Und so machte es den Folterern auch nichts mehr aus, als die Renen eines nach dem anderen starben, weil sie aus ihrer Gruppenstruktur gerissen auf Dauer nicht überleben konnten. Ein einziger blieb aus unerfindlichen Gründen am Leben, wenn es auch mehr einem Dahinsiechen glich.
Der Bevölkerung wurde das Märchen von einem aggressiven, außerirdischen Angreifer aufgetischt, dessen 5. Kolonne die heldenhaften Soldaten von Neu-Ing nach hartem Kampf besiegen konnten.
Aber die Sensation klang schnell ab und die Regs und ihre Helfershelfer bemühten sich, so schnell wie möglich das von ihnen erpresste Wissen für sich nutzbar zu machen. Mit der Außerirdischen Gefahr wurde auch der Aufbau einer Raumflotte gerechtfertigt, die nach den Plänen der Renen entstand.
Die neue Technologie verschaffte Neu-Ing einen weiteren Vorsprung vor dem Konkurrenten Südliche Inseln. Mit ihrer Hilfe konnte das Volk noch besser kontrolliert und im Zaum gehalten werden und vor allem wurden die Raumschiffe dazu benutzt, bestimmte Gebiete auf Mars und Mond, die reich an den so dringend benötigten Rohstoffen waren, von Menschen ausbeuten zu lassen. Für diese unmenschliche Arbeit unter miesesten Bedingungen wurden hauptsächlich politische Gefangene, sonstige Verbrecher und andere unliebsame Personen benutzt. Außerdem wurden Freiwillige angeheuert, denen bei ihrer Rückkehr ein Haufen Geld winkte, aber die meisten starben an Unfällen und Einsamkeit auf den trostlosen Planeten.
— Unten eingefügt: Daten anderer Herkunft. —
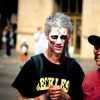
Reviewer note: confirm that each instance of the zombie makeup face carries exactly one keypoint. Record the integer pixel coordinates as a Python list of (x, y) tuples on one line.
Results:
[(57, 39)]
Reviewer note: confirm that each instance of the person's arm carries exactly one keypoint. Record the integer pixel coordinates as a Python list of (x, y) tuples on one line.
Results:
[(57, 93), (20, 97)]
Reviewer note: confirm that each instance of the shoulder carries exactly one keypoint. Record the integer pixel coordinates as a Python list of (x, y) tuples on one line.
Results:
[(89, 76), (75, 67)]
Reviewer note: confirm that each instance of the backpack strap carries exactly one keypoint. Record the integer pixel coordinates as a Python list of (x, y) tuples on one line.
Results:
[(39, 64)]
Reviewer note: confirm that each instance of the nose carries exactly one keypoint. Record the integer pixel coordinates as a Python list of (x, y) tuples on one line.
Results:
[(58, 41), (97, 51)]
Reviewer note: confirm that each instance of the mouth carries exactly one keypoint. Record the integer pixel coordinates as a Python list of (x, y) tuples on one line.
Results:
[(58, 47)]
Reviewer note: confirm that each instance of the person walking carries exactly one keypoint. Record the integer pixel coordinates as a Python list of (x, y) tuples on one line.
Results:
[(91, 83), (54, 76)]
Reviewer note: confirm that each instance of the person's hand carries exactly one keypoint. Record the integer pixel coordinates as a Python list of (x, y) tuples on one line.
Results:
[(57, 93)]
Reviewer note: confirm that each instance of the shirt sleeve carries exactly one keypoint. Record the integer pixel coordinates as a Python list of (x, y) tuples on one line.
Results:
[(25, 79), (77, 76)]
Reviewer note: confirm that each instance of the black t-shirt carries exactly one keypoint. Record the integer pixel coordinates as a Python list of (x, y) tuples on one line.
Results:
[(68, 75)]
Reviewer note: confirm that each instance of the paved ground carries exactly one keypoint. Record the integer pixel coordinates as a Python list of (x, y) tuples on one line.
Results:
[(10, 66)]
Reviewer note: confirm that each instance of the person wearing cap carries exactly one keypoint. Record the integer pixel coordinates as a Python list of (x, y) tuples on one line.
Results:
[(61, 77), (91, 82)]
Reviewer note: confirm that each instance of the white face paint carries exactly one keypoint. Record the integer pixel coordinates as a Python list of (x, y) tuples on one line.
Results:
[(58, 38)]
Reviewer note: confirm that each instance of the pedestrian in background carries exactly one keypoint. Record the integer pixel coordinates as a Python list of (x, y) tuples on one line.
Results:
[(61, 77), (91, 83)]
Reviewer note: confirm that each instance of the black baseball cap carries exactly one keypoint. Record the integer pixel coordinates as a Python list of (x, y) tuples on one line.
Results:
[(94, 40)]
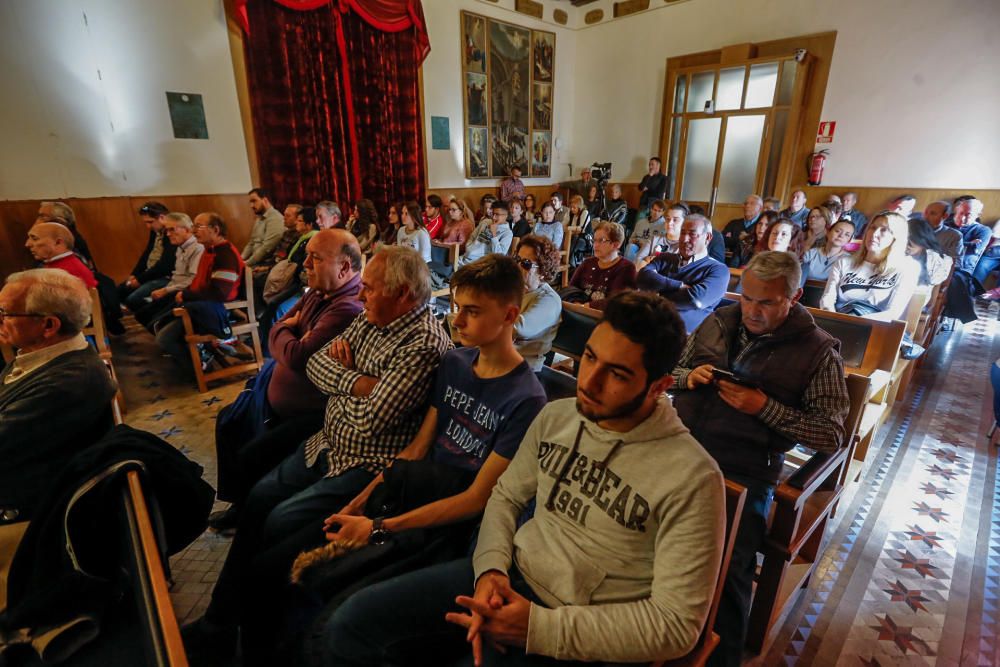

So wurden die Regs auf elegante Weise einen Haufen Nichtstuer, Terroristen, Sozialrentner und Arbeitslose los. Die Freiwilligen unter ihnen erhofften sich einen Ausweg aus dem elenden Leben in den heruntergekommenen Vorstädten, dienten aber nur als Arbeitssklaven der Großkonzerne, die sich hier einen profitträchtigen Sektor zu erschließen versprachen.
So kamen die Herrschenden zu den dringend erforderlichen Bodenschätzen, die Wirtschaft nahm nochmal einen kolossalen Aufschwung, die Konzerne verdienten sich dumm und dämlich und die neue Technik wurde zur weiteren Einschläferung der Menschen verwandt.
Doch es stellte sich diesmal heraus, dass es sich nur um ein kurzes Aufbäumen gehandelt hatte. Nach ein paar Jahren war der Boom vorbei, und die Menschen stellten fest, dass sich an ihrer beschissenen Situation dadurch nichts geändert hatte. Die Kontrollmechanismen der Machthaber in Neu-Ing und auf den Südlichen Inseln gerieten erneut ins Wanken. Schneller als vor ein paar Jahren kam es zu teilweise militanten Gegenbewegungen.
Es begann mit einem Streik der Arbeitssklaven auf dem Mond, nächtlichen Plünderungen in den Großstädten und einer breiten Bewegung gegen die Macht der Maschinen.
Viele Leute begannen zu merken, dass sie ein hohles Leben führten, das die Reichen auf ihre Kosten noch reicher machte und sie zu statistischen Zahlen degradierte.
Das war die Situation, in die Speedy und Lucky – neun Jahre nach ihrer Flucht mit den Kurzos – Kortanor, Sonnenfeuer und Sucherin hineinplatzten.